Haggai Landa: "Stabilizer dynamics with IBM Quantum devices and implications to error-correction decoding"

07 May 2024
Weekly seminar
Solid State Auditorium

IBM Quantum devices are accessible via the cloud and allow users free access for running quantum computation and quantum dynamics experiments. I will present a detailed experimental characterization of the noise model of idle qubits on the 127-qubit devices, accounting for qubit spontaneous emission, finite temperature, dephasing, frequency drifts, charge-parity (quasiparticle) oscillations, crosstalk (“ZZ” coupling) and initialization and readout errors.
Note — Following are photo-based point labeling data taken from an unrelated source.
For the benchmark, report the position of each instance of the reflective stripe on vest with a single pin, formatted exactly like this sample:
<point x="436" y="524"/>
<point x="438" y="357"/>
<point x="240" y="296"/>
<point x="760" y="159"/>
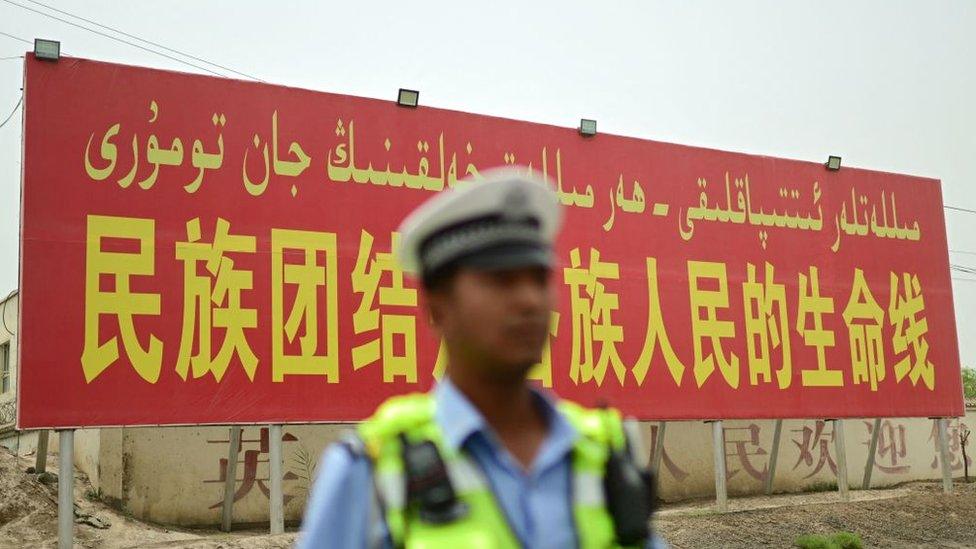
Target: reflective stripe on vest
<point x="485" y="525"/>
Using this model, we study the decay dynamics of stabilizers characterizing graph states, and their protection using tailored dynamical-decoupling sequences suppressing both single-qubit and interaction terms [1]. We then employ this noise model to analyze how different approximations of the noise capture the performance of the five-qubit error correction code in recovering a decaying quantum memory logical qubit. We find that the commonly used single-qubit Pauli channel completely fails, and a two-qubit Pauli approximation is sensitive to the details of the noise, state, and decoder, accurate in many cases only at short timescales. We calculate the code pseudo-threshold emerging within this model and demonstrate how knowledge of the qubit parameters and connectivity can be used to design better decoders [2].


[1] L. Shirizly, G. Misguich, H. Landa, Dissipative Dynamics of Graph-State Stabilizers with Superconducting Qubits, Phys. Rev. Lett. 132, 010601 (2024).


[2] Z. Schwartzman-Nowik, L. Shirizly, H. Landa, Modeling error correction with Lindblad dynamics and approximate channels, arXiv:2402.16727.